County considers spending increase

During last week’s Liberty County Board of Commissioners meeting, Chief Financial Officer Kim McGlothlin presented the proposed budget for fiscal-year 2016, which will start July 1.

It calls for a 3 percent increase, much of which is attributed to the loss of Special Purpose Local Option Sales Tax revenues, she said.

McGlothlin said original requests from county departments totaled nearly $30.5 million.

“We adjusted both expenditures and revenues for a net decreased adjustment of about $2.58 million,” she said, bringing the total proposed budget to about $27.9 million. Even that is an increase from this year’s budget, which was about $27 million. Next year’s spending plan calls for an increase of $846,614, or a little more than 3 percent.McGlothlin said 63 percent of the total revenue comes from property taxes. The next largest revenue source is sales and use tax, at 11 percent.

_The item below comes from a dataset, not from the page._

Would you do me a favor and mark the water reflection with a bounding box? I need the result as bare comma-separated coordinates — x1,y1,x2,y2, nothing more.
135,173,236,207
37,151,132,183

The budget calls for a large increase in capital outlay, which is money spent to acquire, maintain or repair assets. This can include land, facilities or other business necessities. McGlothlin said that capital outlay will rise more than sevenfold, from $80,150 in 2015 to $689,936 next year. Budgeted capital-outlay items are six patrol vehicles for the sheriff’s office; one road-department truck; one ambulance; one mosquito truck; one animal-control truck; and the heating, ventilation and air-conditioning units for five variable air-volume boxes in the courthouse annex building.

“Those are the items that normally would have been captured under SPLOST and now have to be borne by the general fund,” she said. SPLOST expired March 31 after county voters rejected renewing the 1 percent sales tax in November.

McGlothlin showed a chart of the functional breakdown of services. Public safety is 37 percent of the budget, at $10.36 million. McGlothlin said public safety is all of county’s law enforcement, animal control, 911 transfer, fire services, EMS and emergency management. The operation of general government is 27 percent, at $7.62 million.

“Sixty-eight percent of the budget is mandated by law; those are services that are not self-sustaining. They are meant to be provided through the use of taxation,” McGlothlin said. “Only 3 percent is completely discretionary. The only source of revenue that you (the county) have control over are property taxes, the millage rate.”

The proposed budget recommendations are based on the best estimates at this time, McGlothlin said. The final budget will be approved at the commissioners’ next meeting, scheduled for June 18.

Chairman Donald Lovette also thanked the department heads for attending the meeting to hear the proposed budget.